The show was broadcast live, primarily on Sunday afternoons at 4:00pm EST, from November 9, 1952, until April 16, 1961. Omnibus originally aired on CBS, and later on Sunday evenings on ABC. The show was never commercially viable on its own, and sources of funding dwindled after the Ford Foundation ended its sponsorship in 1957. That year, the program moved to NBC, where it was irregularly scheduled until 1961. The show's first season had an audience of 4 million, which grew to 5.7 million at its peak in 1957. ABC aired a brief revival of the series in 1981.
The series won more than 65 awards, including eight Emmy Awards (it was nominated for thirteen) and two Peabody Awards. The series is held at the Library of Congress and Global ImageWorks, among other archives. The Bernstein Omnibus programs were released in a 4-DVD set for Region 1 and Region 2 in 2010.
The show, hosted by Alistair Cooke in his American television debut, featured diverse programming about science, the arts, and the humanities. The program featured original works by playwrights such as William Saroyan, interviews with public figures such as architect Frank Lloyd Wright, and performances by many of the most prominent entertainers of the day such as Jack Benny and Orson Welles. A heavily abridged version of Shakespeare's King Lear starring Orson Welles and directed by Peter Brook, was telecast on 18 October 1953 on CBS. Leonard Bernstein and Jonathan Winters made their first television appearances in the series. Bernstein gave his first televised music lectures on the program, and conducted one of the earliest telecasts of excerpts from Handel's Messiah on it. The best remembered episode featuring Bernstein was his first, transmitted on November 14, 1954: an analysis of Beethoven's Fifth Symphony in which the conductor demonstrated what the music might have been like if Beethoven had left some of his discarded music sketches in the symphony.

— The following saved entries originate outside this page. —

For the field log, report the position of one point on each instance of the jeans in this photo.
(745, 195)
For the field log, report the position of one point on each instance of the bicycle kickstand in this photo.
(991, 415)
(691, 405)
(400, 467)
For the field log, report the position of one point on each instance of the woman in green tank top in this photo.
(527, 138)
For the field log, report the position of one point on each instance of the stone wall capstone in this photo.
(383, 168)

Hans Conried was featured in the 1958 episode "What Makes Opera Grand?", an analysis by Leonard Bernstein showing the powerful effect of music in opera. Conried played Marcello in a spoken dramatization of act 3 of Puccini's La bohème. The program demonstrated the effect of the music in La bohème by having actors speak portions of the libretto in English, followed by opera singers singing the same lines in the original Italian.
During its eight-season run, Omnibus aired on all three commercial networks – four seasons on CBS, one on ABC and the last three on NBC.